In the past few months, Jameela Jamil has called out Avon and Kim Kardashian for cellulite shaming product ads and “appeitite-curbing” lollipop endorsements. Jamil is striking fear in the hearts of marketers and is not letting them get away with using fear and shame to sell a product. She has gotten some backlash in the media for her abrasive callouts and debates but has also experienced violent language around brown and black women describing completely normal discourse. Because she has been abused and bullied throughout her life, it is understandable that she is done with being polite and agreeable. 

Jamil believes that she was harmed as a young girl by not only not seeing her ethnicity in Hollywood but also not seeing what women actually looked like without Photoshop and surgery. She is calling for women in the public eye to own up to the ways they’ve been edited, so they can no longer disillusion young girls who look up to them.

Because of the recent attention given to her platform, Jameela Jamil launchedthe “I Weigh” campaign, a social media movement where she encourages women to describe their qualities and accomplishments rather than their appearances. “I Weigh” has now amassed 665k followers on Instagram and features photos people of all shapes, sizes, and colors who have created a post detailing what’s amazing about them in their lives and their achievements.

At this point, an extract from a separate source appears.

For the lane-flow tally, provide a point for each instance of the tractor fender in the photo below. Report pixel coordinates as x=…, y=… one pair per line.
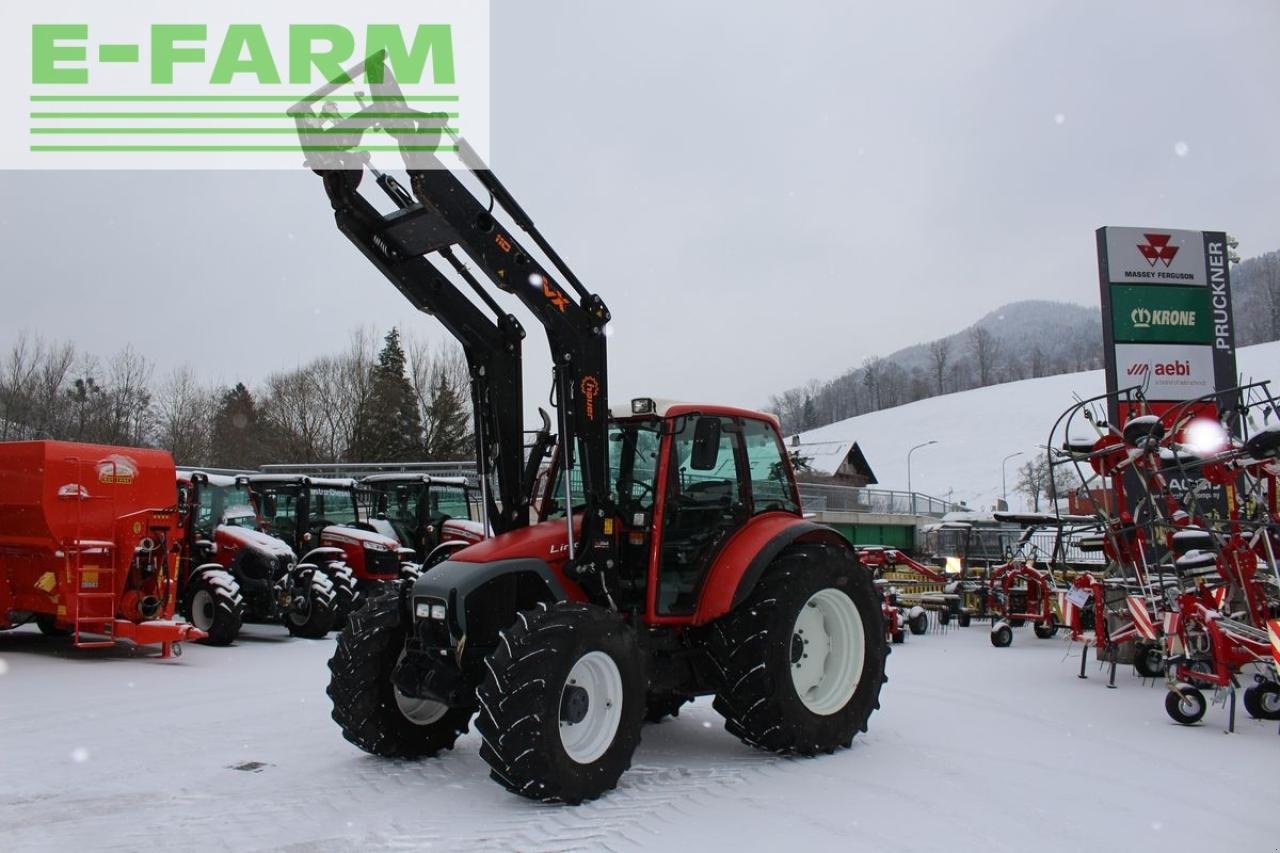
x=453, y=580
x=741, y=562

Whether it’s risking her career to callout a toxic advertisement or encouraging people to value themselves on their attributes and actions rather than their weight, Jameela Jamil is the advocate we’ve been waiting for to say, “the buck stops here.” She is here to defy industry standards and lift up our future generation of women and girls. “If we continue to spend so much time thinking about our bodies and thinking about our aesthetics, we will not spend that valuable time thinking about how to grow our lives and to grow ourselves and to grow our families. There are so many different types of people out there, and they should all be allowed to feel proud of themselves, and that’s all I’m fighting for.”